If Quebec were to quit Canada, the dearth of workers would hit more quickly and be more severe. Much more.
No one has challenged me when I've written this before. Most francophone media ignore the idea, and the myth endures that an independent Quebec will brim with prosperity. Witness how, in the face of a furor, PQ leadership candidate Pauline Marois last year had to back off from her mild prediction that sovereignty would bring five years of turbulence.
The health of the economy and of the tax base depends upon Quebec's ability to attract many more people from other provinces and countries than who leave Quebec for elsewhere - what's called net migration. To suggest sovereignty would impair this ability is not gloom-mongering; it is learning from history.
As the graph shows, net migration to Quebec has plummeted twice in the last quarter-century: first, after the 1976 election of the Parti Quebecois and, second, after 1990, when the Meech Lake accord collapsed and a series of nationally divisive events got under way.
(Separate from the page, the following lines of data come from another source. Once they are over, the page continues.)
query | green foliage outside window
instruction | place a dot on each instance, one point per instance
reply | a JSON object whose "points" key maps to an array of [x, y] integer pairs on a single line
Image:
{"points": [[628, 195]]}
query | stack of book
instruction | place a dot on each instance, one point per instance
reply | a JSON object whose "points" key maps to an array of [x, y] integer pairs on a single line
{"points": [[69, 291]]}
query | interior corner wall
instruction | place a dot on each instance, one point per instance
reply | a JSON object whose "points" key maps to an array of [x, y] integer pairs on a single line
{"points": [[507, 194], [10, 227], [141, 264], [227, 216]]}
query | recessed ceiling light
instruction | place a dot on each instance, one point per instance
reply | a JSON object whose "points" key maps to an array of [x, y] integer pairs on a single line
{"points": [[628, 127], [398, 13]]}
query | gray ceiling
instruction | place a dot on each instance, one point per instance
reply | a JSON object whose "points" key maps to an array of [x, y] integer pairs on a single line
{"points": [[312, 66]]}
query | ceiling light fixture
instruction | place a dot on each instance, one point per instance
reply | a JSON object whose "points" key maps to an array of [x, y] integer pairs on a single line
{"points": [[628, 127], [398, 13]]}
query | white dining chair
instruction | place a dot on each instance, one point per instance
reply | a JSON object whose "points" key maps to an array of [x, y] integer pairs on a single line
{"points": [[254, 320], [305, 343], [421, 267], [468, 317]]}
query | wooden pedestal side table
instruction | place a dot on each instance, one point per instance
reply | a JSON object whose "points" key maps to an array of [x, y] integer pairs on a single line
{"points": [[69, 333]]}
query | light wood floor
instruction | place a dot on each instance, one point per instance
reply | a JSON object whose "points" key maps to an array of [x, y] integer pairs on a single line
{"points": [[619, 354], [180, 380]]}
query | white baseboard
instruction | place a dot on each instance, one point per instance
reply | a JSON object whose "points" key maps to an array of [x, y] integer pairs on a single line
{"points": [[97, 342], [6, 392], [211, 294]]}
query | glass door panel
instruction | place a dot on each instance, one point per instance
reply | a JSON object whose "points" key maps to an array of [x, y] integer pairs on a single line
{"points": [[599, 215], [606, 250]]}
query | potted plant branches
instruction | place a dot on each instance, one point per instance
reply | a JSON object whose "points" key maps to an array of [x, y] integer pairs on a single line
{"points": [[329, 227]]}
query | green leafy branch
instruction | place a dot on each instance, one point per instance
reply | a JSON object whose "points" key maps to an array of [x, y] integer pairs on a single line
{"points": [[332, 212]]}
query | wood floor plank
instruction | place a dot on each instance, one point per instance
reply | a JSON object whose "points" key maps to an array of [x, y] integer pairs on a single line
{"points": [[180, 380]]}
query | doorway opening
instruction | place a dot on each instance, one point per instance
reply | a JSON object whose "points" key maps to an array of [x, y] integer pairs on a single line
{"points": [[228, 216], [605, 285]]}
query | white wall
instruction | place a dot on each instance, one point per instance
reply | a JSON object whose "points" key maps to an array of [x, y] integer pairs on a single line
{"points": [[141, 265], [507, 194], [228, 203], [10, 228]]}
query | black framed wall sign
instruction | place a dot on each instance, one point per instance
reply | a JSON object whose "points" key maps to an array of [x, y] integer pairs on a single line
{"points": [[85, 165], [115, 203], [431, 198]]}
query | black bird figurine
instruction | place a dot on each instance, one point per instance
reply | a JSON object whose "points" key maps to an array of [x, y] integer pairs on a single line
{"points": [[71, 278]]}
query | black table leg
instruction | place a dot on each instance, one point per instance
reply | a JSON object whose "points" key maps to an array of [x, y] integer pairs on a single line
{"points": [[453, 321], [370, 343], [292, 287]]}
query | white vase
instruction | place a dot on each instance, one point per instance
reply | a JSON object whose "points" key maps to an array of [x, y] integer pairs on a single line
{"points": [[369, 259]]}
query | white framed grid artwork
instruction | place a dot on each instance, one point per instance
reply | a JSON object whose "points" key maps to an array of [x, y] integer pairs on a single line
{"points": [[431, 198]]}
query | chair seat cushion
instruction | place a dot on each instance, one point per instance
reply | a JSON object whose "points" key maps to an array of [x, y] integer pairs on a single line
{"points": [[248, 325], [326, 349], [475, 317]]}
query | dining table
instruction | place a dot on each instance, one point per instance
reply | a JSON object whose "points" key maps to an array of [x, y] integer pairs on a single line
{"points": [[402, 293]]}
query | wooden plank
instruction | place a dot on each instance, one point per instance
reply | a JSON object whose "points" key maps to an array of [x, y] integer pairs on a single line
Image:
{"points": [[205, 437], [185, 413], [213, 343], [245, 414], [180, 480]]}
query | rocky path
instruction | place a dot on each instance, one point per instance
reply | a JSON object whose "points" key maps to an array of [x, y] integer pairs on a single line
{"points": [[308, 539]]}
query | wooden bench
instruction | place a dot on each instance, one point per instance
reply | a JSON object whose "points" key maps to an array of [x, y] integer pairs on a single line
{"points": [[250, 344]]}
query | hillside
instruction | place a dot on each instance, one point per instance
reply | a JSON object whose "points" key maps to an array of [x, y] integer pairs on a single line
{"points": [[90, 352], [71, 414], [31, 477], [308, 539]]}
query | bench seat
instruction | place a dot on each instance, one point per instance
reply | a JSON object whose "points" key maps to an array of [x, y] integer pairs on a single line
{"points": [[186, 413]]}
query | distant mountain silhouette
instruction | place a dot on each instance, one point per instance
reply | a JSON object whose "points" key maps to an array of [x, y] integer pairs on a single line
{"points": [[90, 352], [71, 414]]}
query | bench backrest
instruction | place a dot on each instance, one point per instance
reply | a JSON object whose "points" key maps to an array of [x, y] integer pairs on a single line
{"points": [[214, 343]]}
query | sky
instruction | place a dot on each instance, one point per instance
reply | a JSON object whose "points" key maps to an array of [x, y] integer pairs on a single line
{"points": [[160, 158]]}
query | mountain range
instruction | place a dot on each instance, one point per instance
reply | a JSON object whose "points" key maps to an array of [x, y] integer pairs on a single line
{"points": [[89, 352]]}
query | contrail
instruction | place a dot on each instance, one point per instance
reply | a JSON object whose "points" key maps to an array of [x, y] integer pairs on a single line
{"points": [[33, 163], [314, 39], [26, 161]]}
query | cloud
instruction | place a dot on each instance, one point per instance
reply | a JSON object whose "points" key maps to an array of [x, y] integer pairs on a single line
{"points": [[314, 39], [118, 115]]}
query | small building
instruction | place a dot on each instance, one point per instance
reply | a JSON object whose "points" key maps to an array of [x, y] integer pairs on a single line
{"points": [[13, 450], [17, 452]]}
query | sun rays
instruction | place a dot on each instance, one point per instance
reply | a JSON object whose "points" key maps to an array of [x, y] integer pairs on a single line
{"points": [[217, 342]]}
In the face of political uncertainty, companies established in Quebec left, as did workers, and people who might have immigrated from other countries didn't.
Note, too, it took about a decade for migration to revive to prior levels - twice as long as Marois's prediction.
Nor is it hysterical conjecture to suggest the post-separation decline would be worse than in these past cases. The reality of a new country is more alarming than the mere possibility of one. The depleted workforce would shoulder the costs of caring for seniors, meaning fewer people would share the tax load.
Quebec's taxes are already North America's highest. Why on Earth would anyone want to immigrate to a country where taxes were even higher than now? I can see our ad campaign abroad: "Come to Quebec for the joy of paying back North America's highest debt and to pay for the medical care of old folks you don't even know."
Yes, an independent Quebec could exist economically. But it could not thrive for a long time. That's common sense.
Henry Aubin is The Gazette's regional-affairs columnist.